Акимке до смерти хотелось рассказать им обоим про Ольгу, похвастаться своей хитростью да ловкостью, и большого труда стоило ему промолчать. «Пока из города не выехали, как бы не сглазить», — подумал он и зауважал себя за собственную выдержку.

   — Свидимся авось, — протянул ему руку Макарка.

   — И мне верится, что не навек прощаемся, — сказала Варя. — И что с Ваней не случится беды...

Она слегка покраснела, но Акимка уже торопился вовсю и не обратил на это внимания.

В это же самое время к терему Марфы Ивановны Борецкой подъехал отряд из пяти всадников. Великая боярыня вышла на крыльцо и молча встретила незваных гостей. Воины спешились, один из них шагнул к великой боярыне и объявил ей волю великого князя Московского. Та, не меняя гордого и слегка презрительного выражения на лице, промолвила что-то в ответ, повернулась к нему спиной и вошла в терем.

Олена из стекольчатого окошка верхней светёлки смотрела вниз, и сердце её готово было разорваться от отчаяния. В предводителе московского отряда она узнала того самого молодого красавца, что весною явился к ним с великокняжеской грамотой, жаловавшей в бояре московские брата Дмитрия. Сколько раз с тех пор вторгался он в её сны!.. С каким равнодушием встречала она с тех пор восторженные взгляды родовитых новгородских щёголей!.. Боже, какая она была глупая, на что надеялась, чего ждала?.. Нет уже Дмитрия в живых, лжой оказалась милость московская. И вновь этот молодой князь, приехавший со злобным намерением отнять, увезти, погубить Ваню Борецкого, язвит её своей красотою, будто диавол искушающий.

Она видела, как он, постояв в задумчивости, подошёл к Капитолине и та начала кричать и размахивать руками, указывая в сторону двери, которая захлопнулась за Марфой Ивановной. Затем тот обратился к Фёдору, и брат долго объяснял что-то, будто извинялся, и видеть это Олёне было больно и унизительно. Краем глаза она заметила Якова Короба, стоявшего за воротами и заглядывавшего внутрь двора, не решаясь войти. И так стало ей противно на душе, будто вынули её из тела и извозили в грязи. Она отошла от окна, легла на постель и долго, без слёз, смотрела в потолок, потеряв ощущение времени, и жалела о том, что она ещё молода и так долго ждать ей спасительной смерти, которая избавит от душевных мук и страданий.

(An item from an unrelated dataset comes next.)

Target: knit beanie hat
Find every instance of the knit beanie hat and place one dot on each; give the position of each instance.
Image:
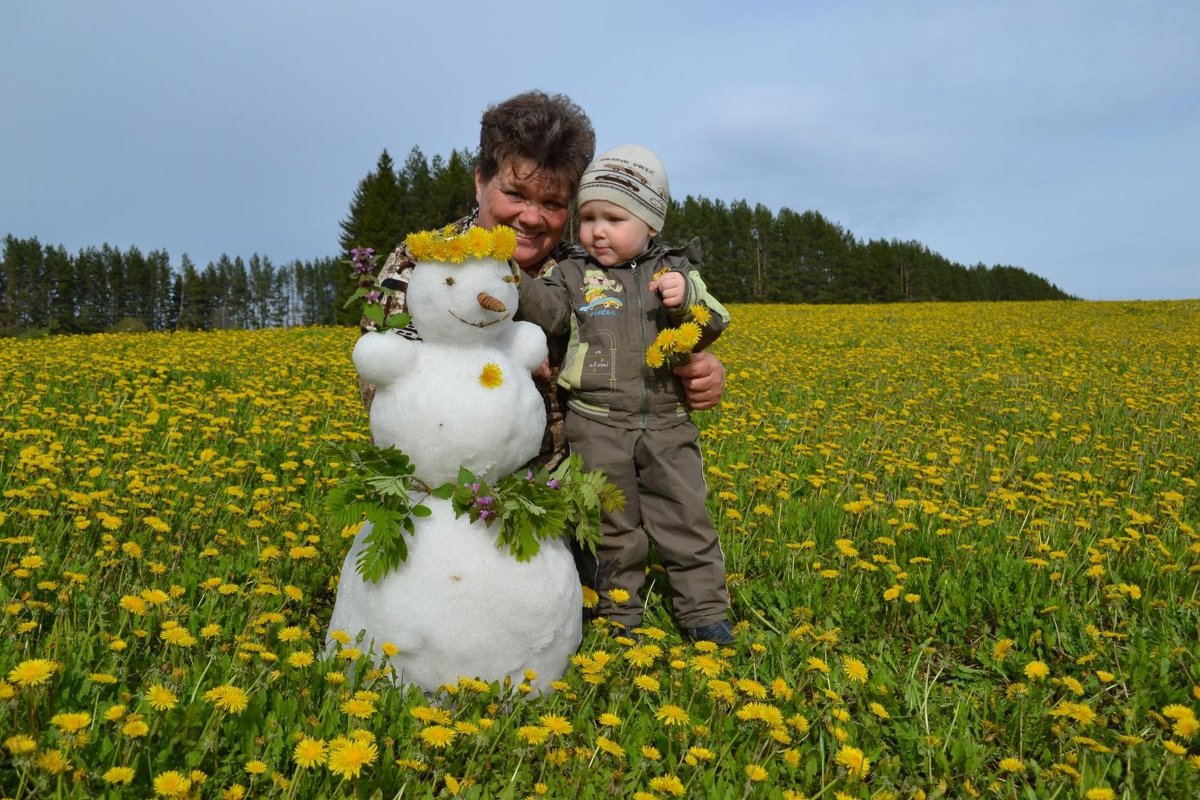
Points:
(633, 178)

Андрей Холмский, убедившись, что сына казнённого боярина Дмитрия Борецкого и в самом деле нет здесь, обрадовался этому обстоятельству, ибо поручение великого князя тяготило и смущало его. Теперь можно было не опасаться обвинения в невыполнении приказа, благо свидетели есть. А то, что Ивана Борецкого могли спрятать или услать в дальнюю вотчину, то уже не его забота. Другие дела торопят.

Андрей скользнул взглядом по окнам высокого терема, словно надеясь кого-то увидеть, однако не заметил никого и дал знак своим людям садиться в сёдла.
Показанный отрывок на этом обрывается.